Global technology companies have only a small impact on Russia’s overall economy, despite the country’s recent status as a high-growth “BRIC” economy.

Russia’s IT spending was $34 billion in 2013, a mere 1.7% of Russia’s economy, according to the market research firm IDC. Russia is the 15th-largest smartphone market and fifth-largest tablet market in the world. More than two-thirds of Russia’s IT spending is on hardware, with PCs, smartphones, and tablets taking up the greater proportion.

MORE: The Kremlin drops Apple iPads, buys Samsung Galaxy tablets

“Manufacturers of [Google] Android devices probably have the most to lose from the current economic and political volatility,” IDC’s Mike Shirer said, “followed by PC manufacturers.”

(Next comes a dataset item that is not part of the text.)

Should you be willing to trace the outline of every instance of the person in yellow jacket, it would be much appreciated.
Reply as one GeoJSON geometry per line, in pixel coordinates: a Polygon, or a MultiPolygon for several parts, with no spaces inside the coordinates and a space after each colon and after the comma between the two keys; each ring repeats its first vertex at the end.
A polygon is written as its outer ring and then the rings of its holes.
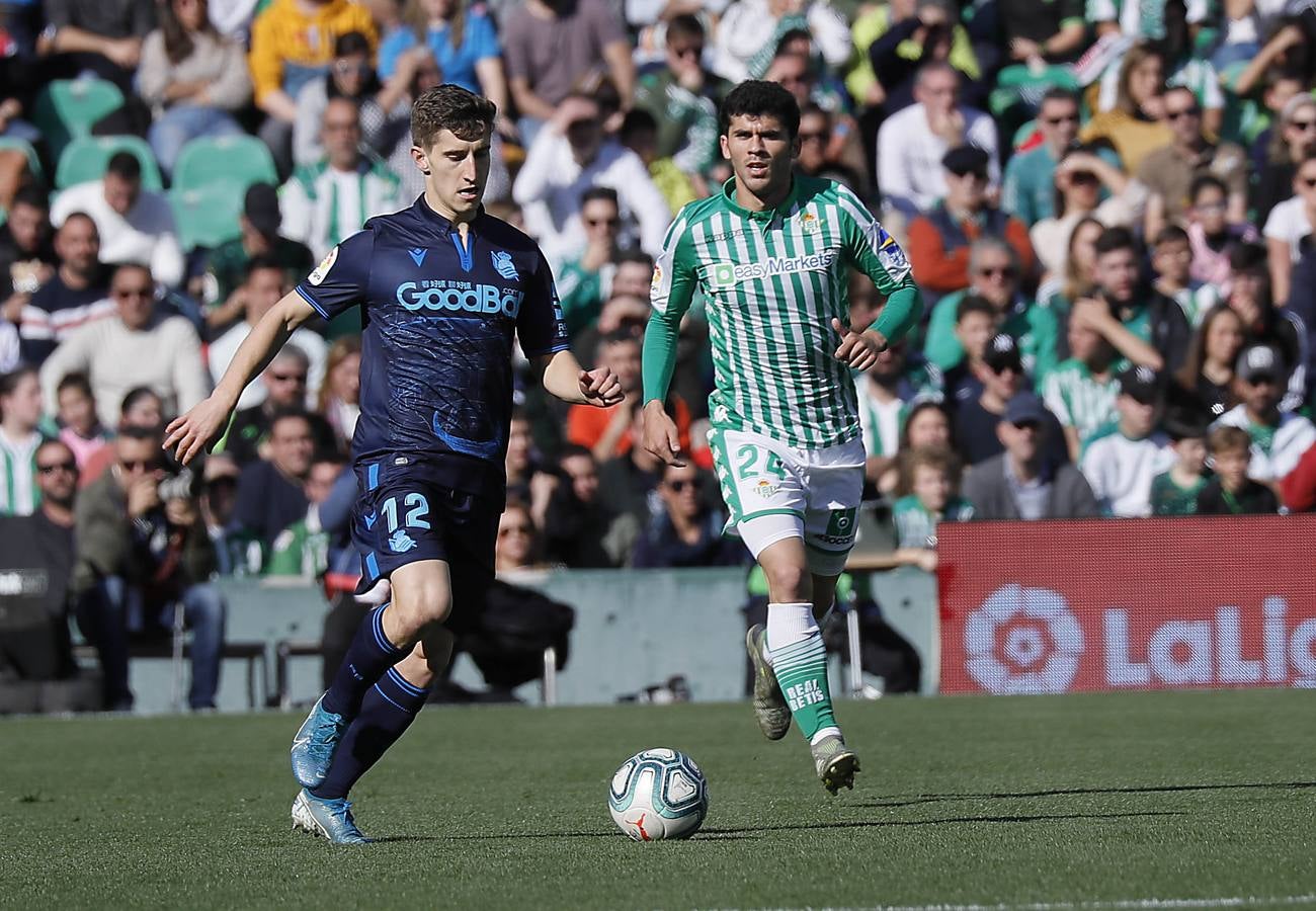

Still, Russia’s $2 trillion economy is dangerously close to falling into recession and “surely cannot win a financial [or] economic sanctions war,” Standard Bank analyst Timothy Ash wrote in a March 11 note to analysts.

Risky business

But industry experts warn of continued risks from hostile Russia-U.S. relations and say that Western tech companies had already begun to turn their back on Russia, citing instability and a hostile business environment.

According to IDC regional director Robert Farish, the annexation of Crimea “comes at a time when many large players were already recalibrating their plans for Russia.” The rate of growth of IT spending in Russia since 2011 has been falling, Farish said, and was likely to continue doing so in 2014 without the Crimea development.

MORE: What U.S. sanctions against Russia will (really) do

“The kind of thing the U.S. would probably do first is to prevent the export of certain kinds of technologies to the Russians, the kind of thing we used to do during the Cold War,” said Mark N. Katz, professor of government and politics at George Mason University. If Russia were to respond, U.S. companies could begin to “experience problems,” he added.

“You might find that Moscow suddenly finds that these U.S. companies ‘owe taxes,'” Katz said.

Moreover, continued tension between the countries could prompt Russia, the world’s ninth-largest country by population, to build “U.S.-free” technology products much like China has successfully done, Farish said.

“Sanctions or no sanctions,” he said, “I think current events will be damaging in the long term for the business that U.S.-based tech multinationals do there.”